O, nihayetsiz bir merhametin sahibidir. mahlûkatına sonsuz merhametinden dilediği kadar ulaştırır. Varlığın ortaya çıkması ve devam etmesi O’nun rahmet tecellisinden başka nedir ki?

O, «din günü» yani kulların bütün yaptıklarından hesaba çekileceği âhiret gününün tek sahibidir. O gün karar verecek tek hâkim, söz söyleyecek tek yetkili O’dur. O hâlde hesabını yüzünün akıyla verecek bir hayat yaşamalısın. Zira o gün ilâhî dîvanda mecburî bir duruş var, fakat kaçış yok.

4. “(Rabbimiz!) Yalnızca Sana kulluk eder ve yalnızca Sen’den yardım dileriz.”

Çünkü O’ndan başka kulluk edilecek, boyun bükülecek, emri tutulacak ilâh yok. Her şey kul, sadece O mâbud. Ancak gönlüne çok dikkat etmelisin. Duyguların nereye takılı ise sen onun kulusun. Bu sebeple duygularını, tutkularını kontrol etmeli, onları putlara takılmaktan kurtarmalı, sadece Allâh’a bağlamalısın. “Nefsini (onun kötü arzu ve isteklerini) ilâh edineni gördün mü?” (Furkan 25/43) uyarısı seni uyandırmalıdır. Ve yalnızca O’ndan yardım istemelisin. Çünkü bütün güç, kuvvet ve kudretin sahibi Allah’tır.

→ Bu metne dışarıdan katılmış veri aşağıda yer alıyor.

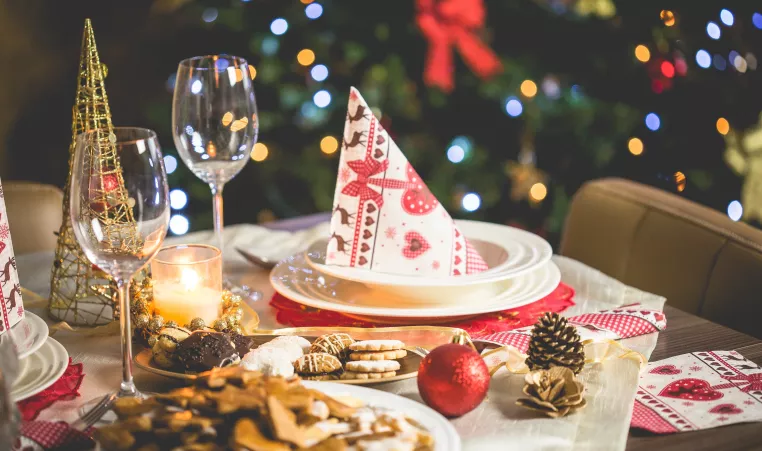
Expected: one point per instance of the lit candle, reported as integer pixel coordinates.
(187, 283)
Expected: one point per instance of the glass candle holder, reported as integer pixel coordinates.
(187, 283)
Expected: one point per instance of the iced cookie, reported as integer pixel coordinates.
(355, 375)
(269, 361)
(334, 344)
(377, 345)
(372, 366)
(378, 355)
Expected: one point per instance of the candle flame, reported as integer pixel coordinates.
(189, 279)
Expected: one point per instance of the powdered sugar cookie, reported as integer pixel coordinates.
(354, 375)
(378, 355)
(269, 361)
(376, 345)
(372, 366)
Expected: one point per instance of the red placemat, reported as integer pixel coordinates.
(290, 313)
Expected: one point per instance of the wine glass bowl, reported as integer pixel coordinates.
(214, 116)
(120, 212)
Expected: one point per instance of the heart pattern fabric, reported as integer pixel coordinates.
(385, 217)
(700, 390)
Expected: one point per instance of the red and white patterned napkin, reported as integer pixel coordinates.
(700, 390)
(385, 218)
(615, 324)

Allâh’ın dışındaki varlıklar senin gibi âciz, fânî ve muhtaçtırlar. Kendiliklerinden hiçbir şeye güç yetiremezler.

5-7. “Bizi dosdoğru yola eriştir; kendilerine nimet verdiklerinin yoluna. Gazaba uğramışların ve sapmışların yoluna değil.”

«Dosdoğru yol», İslâm yoludur. O’nun bize öğrettiği; bizi cennete ve Allâh’a götüren yoldur. Bu yolun yolcuları peygamberler, sıddîklar (özleri, sözleri ve işleri son derece doğru ve dürüst insanlar), şehidler (canlarını Allah yolunda feda edenler) ve sâlihler (îman ve güzel amelleriyle cennete girmeye salâhiyetli/elverişli olan kimseler)dir. O dosdoğru yola girebilmek ve o yolda yürüyebilmek için senin bu seçkin insanlarla beraber olman, onların izini takip etmen ve onların hâliyle hâllenmen gerekir. İşte: “Ey îman edenler! Allah’tan korkun ve sâdıklarla (dürüst ve samimî mü’minlerle) beraber olun.” (Tevbe 9/119) âyeti sana bu vazifeni hatırlatmaktadır.

«Gazaba uğrayanlar», Allâh’ın emrini tutmayan, yasaklarını çiğneyen ve O’na isyan edenlerdir. Kur’ân’da bunların tipik örneği Yahudilerdir.

«Sapmışlar» ise Allâh’ın gösterdiği doğru yolu terk edip, yanlış yollara sapanlardır. Bunların da tipik örneği Hıristiyanlardır. Onların yollarına düşmemek için de dikkat edecek ve Allâh’a yalvaracaksın.

Her rekâtta Fâtiha’yı okurken kısaca bu mânâları hatırla, bunlar üzerinde düşün. Fâtiha merkezli bir kulluk şuuruna ermeye çalış. Namazlarını da mümkün mertebe meşhur velî Hâtim-i Esamm gibi kılmaya gayret göster. O namaz kılışını şöyle anlatır:

“Namaz vakti yaklaşınca güzelce abdest alırım. Sonra namaz kılacağım yere gelirim, dikilirim, her uzvum karar ve sükûnet bulur. Kâbe’yi iki kaşımın arasında, Makām-ı İbrâhîm’i göğsümde, Allah Teâlâ’yı üzerimde ve kalbimdeki her şeyi de bilir kabul ederim. Sanki ayaklarım sıratın üstündedir. Sağımda cennet, solumda cehennem, arkamda ölüm meleği vardır. Kıldığım bu namazı son namazım sayarım. İhsan duygusuyla tekbir alır, tefekkürle sûreleri okur, tevâzu ile rükûa varır, tazarrû ile secde ederim. Kemal ile oturur, ümit hâliyle teşehhüdde bulunur, sünnet üzre selâm veririm. Namazdan sonra korku ile ümit arasında bulunurum. Namazı böyle kılmaya devam için sabretmeye söz veririm.”